Gary Caldwell proud to hit 50 caps but pain of first game still vivid
GARY Caldwell will be the proudest man at Hampden this afternoon when he takes to the field as Scotland captain to win his 50th international cap.
But although the centre-half-cum-midfielder is now seen as the cornerstone of the national team, and will take his place in Scottish football’s Hall of Fame as a result of bringing up the half-century, there was a time when he harboured little hope of winning a handful of caps, never mind 50.

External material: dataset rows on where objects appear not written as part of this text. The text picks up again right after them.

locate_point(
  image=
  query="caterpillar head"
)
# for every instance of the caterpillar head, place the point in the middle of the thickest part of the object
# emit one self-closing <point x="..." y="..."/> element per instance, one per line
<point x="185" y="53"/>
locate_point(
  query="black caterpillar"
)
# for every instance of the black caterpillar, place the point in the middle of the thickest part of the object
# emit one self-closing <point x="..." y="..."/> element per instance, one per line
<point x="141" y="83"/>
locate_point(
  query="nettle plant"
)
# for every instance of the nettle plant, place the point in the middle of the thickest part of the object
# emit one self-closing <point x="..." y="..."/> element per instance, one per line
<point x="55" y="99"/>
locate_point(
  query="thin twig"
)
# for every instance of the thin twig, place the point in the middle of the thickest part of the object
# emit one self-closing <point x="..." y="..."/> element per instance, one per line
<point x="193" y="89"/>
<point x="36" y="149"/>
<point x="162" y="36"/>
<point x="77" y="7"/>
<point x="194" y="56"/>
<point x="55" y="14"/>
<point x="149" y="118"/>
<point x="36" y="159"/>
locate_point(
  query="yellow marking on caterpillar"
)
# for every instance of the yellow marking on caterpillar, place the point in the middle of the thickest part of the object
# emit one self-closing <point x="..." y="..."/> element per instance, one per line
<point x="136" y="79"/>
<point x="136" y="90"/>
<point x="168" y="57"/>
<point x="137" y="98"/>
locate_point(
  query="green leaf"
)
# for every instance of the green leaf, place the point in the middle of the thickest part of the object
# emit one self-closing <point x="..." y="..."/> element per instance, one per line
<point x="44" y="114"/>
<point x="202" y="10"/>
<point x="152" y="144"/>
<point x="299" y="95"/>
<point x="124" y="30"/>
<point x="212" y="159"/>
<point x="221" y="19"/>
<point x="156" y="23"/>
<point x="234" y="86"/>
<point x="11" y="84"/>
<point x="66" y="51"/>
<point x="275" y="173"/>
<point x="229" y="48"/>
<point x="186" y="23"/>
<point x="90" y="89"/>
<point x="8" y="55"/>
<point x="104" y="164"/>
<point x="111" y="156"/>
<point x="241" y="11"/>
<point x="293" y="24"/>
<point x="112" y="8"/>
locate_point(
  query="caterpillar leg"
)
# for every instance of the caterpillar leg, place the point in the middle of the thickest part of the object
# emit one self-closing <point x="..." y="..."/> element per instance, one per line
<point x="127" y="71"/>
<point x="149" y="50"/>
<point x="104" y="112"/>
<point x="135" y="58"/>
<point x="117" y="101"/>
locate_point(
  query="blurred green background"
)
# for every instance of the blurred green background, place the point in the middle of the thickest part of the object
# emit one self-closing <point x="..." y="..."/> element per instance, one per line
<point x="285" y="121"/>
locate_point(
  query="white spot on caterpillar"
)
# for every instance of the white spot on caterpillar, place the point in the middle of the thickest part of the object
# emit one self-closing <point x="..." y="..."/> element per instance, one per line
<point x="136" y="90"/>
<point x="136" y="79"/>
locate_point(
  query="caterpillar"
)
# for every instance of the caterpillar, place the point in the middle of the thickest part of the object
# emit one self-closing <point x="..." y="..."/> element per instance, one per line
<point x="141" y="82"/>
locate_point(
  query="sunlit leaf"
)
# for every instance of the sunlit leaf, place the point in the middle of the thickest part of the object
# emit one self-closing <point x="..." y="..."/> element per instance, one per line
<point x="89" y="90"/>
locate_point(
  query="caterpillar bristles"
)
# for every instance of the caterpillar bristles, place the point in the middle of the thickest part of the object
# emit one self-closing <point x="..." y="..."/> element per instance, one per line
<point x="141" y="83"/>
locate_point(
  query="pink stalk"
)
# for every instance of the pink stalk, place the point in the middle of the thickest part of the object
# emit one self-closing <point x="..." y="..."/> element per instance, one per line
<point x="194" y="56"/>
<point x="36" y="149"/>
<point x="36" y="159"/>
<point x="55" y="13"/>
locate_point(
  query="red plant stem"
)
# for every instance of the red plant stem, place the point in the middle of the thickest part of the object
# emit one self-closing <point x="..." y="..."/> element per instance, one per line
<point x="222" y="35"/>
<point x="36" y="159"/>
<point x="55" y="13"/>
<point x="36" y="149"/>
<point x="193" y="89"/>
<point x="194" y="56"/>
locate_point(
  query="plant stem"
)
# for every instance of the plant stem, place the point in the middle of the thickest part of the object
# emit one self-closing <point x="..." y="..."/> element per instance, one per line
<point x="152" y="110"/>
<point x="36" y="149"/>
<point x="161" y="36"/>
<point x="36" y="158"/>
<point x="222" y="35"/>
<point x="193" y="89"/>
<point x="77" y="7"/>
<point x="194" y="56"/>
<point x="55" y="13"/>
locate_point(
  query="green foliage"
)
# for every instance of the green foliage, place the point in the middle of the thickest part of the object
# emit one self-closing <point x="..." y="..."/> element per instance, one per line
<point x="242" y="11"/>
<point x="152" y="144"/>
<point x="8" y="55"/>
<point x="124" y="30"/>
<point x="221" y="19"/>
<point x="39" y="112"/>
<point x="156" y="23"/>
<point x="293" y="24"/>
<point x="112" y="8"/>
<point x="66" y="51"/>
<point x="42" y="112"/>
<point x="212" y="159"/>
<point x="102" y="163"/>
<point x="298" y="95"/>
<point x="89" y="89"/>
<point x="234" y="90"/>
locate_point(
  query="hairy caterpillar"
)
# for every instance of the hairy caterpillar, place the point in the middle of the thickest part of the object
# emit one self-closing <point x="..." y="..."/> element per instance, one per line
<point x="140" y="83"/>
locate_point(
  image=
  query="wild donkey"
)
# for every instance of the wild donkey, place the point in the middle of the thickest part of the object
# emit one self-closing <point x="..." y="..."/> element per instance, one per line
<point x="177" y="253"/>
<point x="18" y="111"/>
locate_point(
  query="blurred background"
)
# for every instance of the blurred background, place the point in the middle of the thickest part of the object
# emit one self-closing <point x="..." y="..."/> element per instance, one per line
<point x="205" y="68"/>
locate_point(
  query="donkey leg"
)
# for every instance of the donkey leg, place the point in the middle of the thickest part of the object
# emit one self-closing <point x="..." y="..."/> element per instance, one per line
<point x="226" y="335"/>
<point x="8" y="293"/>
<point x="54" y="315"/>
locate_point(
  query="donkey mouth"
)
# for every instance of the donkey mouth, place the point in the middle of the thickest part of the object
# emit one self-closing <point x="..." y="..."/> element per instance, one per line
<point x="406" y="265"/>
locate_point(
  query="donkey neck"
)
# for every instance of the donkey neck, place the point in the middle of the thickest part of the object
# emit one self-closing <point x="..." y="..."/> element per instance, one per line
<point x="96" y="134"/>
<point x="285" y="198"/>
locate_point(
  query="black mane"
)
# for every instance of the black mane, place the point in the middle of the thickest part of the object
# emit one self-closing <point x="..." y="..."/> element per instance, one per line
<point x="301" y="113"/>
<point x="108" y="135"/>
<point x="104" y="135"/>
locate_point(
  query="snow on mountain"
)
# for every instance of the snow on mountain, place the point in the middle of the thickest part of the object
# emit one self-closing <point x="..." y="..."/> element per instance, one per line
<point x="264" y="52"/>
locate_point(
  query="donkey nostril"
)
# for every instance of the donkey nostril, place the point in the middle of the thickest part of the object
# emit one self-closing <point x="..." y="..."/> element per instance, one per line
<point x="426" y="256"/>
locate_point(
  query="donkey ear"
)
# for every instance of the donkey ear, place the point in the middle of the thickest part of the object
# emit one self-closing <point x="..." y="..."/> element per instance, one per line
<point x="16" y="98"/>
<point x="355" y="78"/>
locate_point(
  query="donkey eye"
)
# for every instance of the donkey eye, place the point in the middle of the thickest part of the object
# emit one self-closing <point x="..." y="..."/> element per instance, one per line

After all, his debut in 2002, which also marked the start of Berti Vogts’ reign as manager, was less than auspicious. Scotland lost 5-0 in the Parc des Princes on a night when few if any of the visiting players emerged with credit, and as the then 19-year-old trudged disconsolately off the pitch, he did not dare to dream that a decade on he would have taken his tally to 50.
“I couldn’t envisage two caps,” Caldwell admitted yesterday. “But that’s international football.
“That day I was thrown in, and it’s an eye-opener. You have to stand up and be counted, or you fall by the wayside. It was a big eye-opener for me. We played the best team in the world, one of the best teams that has probably ever been. It was a great experience and one which made me want more international games and want to play at that level.”
That was the positive side of what was otherwise a severe humiliation for the Scots: the understanding that here, in the play of Zinedine Zidane and his team-mates, was a standard to aspire to. And, although he was dejected by the outcome of that friendly, Caldwell’s faith in his own ability was unshaken.
“I think in football if you doubt yourself, you’re going to have plenty people doubting you. You have to be strong and believe in what you do, or it’s going to be very difficult.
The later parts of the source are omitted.